Словно в ответ на его слова, из леса раздался многоголосый вой.
Кровь схлынула с лица Торна. Он развернулся и побежал прочь, вопя во всю глотку:
– К оружию, к оружию! Оборотни!
А Зохан повел носом, разыскивая в куче запахов, самым главным среди которых становился страх, знакомый аромат. Рубина была где-то там, на площади. И он помчался следом за Торном, тоже крича: «К оружию! Пожар! На помощь!»
В центре деревни спугнутой птичьей стаей кружился человеческий табор. Мелькали цветастые платки на плечах женщин, сверкали клинки в руках мужчин. Крик, плач, вой. Паника.
Могутный деревенский голова, стоя на крыльце и размахивая булавой, призывал всех успокоиться, женщин и детей – укрыться в домах, мужчин – дать захватчикам отпор. Его голос звучал спокойно и уверенно, но Хан уже чувствовал беду. Там, в родном стойбище, напитавшись духом смерти, он научился понимать, когда она не собирается шутить. Жители Зыбин были обречены так же, как и Смерти-с-ветки.
Бешеных оказалось четверо. Двое тигров, медведь и волк. Выйдя на открытое пространство, они разошлись, беря деревеньку в кольцо.
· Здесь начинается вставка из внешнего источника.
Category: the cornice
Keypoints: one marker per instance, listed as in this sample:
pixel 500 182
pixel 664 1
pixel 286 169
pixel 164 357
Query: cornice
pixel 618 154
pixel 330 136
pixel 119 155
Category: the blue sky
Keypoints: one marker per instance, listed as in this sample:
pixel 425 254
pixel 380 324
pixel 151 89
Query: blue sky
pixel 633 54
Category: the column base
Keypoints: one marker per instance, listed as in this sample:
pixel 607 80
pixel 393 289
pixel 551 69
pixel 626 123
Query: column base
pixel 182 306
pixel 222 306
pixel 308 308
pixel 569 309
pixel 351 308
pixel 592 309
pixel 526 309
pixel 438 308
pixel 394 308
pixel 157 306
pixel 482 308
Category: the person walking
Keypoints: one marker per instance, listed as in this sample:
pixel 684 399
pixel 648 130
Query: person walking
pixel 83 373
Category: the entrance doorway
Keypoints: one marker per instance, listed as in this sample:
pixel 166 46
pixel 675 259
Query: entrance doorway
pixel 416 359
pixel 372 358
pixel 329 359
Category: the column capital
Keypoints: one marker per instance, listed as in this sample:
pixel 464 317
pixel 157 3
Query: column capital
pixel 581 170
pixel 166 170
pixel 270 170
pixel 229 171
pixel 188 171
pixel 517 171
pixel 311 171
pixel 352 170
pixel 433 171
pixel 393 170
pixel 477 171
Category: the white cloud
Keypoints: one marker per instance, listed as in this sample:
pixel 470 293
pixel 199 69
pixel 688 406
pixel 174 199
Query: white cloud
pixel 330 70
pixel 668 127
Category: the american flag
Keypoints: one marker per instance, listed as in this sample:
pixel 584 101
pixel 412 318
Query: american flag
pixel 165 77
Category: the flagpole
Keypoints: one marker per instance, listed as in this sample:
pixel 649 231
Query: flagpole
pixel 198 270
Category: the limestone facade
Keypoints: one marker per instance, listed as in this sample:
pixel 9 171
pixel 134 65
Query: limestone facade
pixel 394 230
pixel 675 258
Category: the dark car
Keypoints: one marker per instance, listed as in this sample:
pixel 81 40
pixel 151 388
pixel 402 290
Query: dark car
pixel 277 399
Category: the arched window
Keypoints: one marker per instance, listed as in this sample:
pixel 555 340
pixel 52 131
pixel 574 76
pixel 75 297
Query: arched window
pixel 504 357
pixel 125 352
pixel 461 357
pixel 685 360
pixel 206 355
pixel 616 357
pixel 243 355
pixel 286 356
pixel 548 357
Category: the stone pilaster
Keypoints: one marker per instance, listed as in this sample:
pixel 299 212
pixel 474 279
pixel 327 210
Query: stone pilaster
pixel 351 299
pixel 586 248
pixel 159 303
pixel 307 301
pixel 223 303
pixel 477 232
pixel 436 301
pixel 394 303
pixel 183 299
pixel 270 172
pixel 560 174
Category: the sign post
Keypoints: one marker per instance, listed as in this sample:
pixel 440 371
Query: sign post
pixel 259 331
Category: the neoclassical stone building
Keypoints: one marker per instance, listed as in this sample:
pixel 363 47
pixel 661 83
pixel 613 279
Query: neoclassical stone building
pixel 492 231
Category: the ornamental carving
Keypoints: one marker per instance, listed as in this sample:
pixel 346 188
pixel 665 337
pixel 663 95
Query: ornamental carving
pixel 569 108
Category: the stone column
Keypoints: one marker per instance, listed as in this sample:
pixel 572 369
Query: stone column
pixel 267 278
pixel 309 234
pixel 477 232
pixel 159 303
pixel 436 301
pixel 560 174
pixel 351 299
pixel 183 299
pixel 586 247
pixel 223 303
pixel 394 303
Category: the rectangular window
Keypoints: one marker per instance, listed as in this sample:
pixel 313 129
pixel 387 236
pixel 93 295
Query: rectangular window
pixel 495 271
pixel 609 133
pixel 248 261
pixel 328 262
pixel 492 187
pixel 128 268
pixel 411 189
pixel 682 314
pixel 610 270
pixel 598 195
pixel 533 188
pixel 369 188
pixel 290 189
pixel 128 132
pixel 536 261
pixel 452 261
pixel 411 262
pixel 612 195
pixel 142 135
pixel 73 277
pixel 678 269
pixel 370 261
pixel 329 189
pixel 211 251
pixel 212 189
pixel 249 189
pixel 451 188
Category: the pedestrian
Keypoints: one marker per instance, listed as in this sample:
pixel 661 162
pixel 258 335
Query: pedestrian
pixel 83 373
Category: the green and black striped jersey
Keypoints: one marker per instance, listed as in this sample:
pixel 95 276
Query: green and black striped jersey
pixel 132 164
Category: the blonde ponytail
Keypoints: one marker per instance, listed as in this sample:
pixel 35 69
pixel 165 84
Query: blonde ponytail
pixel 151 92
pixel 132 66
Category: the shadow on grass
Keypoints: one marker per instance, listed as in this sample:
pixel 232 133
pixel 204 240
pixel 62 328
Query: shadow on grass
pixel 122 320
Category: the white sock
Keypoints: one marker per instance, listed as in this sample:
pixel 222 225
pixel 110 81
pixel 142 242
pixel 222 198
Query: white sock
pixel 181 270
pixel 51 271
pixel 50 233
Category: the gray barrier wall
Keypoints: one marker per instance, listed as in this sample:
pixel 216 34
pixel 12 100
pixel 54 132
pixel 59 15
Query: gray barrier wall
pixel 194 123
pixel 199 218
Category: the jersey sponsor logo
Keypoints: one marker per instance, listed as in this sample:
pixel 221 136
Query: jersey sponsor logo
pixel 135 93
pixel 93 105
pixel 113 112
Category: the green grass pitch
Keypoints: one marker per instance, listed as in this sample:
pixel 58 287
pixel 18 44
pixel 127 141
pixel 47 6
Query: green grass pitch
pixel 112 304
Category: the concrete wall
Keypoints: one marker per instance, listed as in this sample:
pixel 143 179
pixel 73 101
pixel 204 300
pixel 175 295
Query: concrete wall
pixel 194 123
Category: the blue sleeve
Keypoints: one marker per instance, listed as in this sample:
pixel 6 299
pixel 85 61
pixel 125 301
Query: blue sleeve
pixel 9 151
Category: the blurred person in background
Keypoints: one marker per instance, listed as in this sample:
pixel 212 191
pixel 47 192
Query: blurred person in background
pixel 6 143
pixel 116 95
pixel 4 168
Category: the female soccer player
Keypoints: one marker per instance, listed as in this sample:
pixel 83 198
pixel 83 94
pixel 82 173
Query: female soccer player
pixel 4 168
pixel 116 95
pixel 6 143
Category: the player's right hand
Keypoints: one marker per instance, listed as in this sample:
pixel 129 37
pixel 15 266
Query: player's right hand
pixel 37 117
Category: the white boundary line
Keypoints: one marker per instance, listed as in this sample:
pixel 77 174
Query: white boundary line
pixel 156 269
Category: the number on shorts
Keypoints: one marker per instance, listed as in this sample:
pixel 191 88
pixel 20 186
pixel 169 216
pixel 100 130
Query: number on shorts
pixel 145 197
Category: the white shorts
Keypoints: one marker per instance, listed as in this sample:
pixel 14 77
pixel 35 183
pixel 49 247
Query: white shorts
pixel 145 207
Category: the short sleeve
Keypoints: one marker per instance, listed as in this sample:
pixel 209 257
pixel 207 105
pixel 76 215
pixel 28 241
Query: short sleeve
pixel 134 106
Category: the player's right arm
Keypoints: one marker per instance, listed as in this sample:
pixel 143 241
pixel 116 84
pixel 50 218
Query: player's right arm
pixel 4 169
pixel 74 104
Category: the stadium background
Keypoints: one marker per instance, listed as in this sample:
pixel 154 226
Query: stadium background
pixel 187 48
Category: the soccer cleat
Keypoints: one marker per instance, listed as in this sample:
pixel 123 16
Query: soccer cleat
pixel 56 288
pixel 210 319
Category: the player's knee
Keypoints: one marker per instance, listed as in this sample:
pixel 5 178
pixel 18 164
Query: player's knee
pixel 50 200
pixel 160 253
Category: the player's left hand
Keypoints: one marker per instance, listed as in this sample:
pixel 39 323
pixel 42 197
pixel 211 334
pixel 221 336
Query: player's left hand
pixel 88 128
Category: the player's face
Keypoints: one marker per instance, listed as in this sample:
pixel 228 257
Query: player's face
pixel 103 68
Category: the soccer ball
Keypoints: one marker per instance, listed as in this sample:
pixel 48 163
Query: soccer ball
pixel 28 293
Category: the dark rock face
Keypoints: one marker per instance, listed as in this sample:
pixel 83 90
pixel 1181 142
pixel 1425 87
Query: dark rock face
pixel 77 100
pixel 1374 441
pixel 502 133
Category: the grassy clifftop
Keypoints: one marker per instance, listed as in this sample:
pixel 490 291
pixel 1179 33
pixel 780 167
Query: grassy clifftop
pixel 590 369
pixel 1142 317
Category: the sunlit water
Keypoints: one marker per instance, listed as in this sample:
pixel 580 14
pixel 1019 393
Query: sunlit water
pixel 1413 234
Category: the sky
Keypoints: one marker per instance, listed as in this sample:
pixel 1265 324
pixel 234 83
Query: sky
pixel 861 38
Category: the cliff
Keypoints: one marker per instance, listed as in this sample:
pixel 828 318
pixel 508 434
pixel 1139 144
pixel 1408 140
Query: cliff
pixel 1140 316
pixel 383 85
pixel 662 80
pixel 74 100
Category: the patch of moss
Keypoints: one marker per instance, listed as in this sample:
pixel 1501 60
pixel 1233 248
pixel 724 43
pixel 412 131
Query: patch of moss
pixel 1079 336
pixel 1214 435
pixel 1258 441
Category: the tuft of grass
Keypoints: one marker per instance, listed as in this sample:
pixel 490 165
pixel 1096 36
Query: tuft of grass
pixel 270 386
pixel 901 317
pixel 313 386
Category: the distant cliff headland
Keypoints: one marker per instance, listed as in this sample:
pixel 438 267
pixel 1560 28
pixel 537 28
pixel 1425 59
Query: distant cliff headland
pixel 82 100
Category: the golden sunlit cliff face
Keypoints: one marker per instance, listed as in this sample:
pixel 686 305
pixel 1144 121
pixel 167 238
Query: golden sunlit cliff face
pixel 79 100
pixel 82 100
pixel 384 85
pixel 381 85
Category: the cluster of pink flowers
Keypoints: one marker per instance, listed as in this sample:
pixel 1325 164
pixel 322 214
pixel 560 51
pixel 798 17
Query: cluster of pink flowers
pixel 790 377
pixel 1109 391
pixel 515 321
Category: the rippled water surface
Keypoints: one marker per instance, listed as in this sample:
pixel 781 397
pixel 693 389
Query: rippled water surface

Спрятавшись под телегой с мешками муки, Хан чуял их передвижения, но продолжал отчаянно искать аромат Руби, который появлялся то тут, то там, и, наконец, начал удаляться по направлению к ее дому. Тогда он выскочил из-под телеги, едва не угодил под чей-то клинок, поднырнул под него и бросился за девушкой. Перемахнул забор, становясь рысью, помчался вдоль улицы, с легкостью перепрыгивая околицы.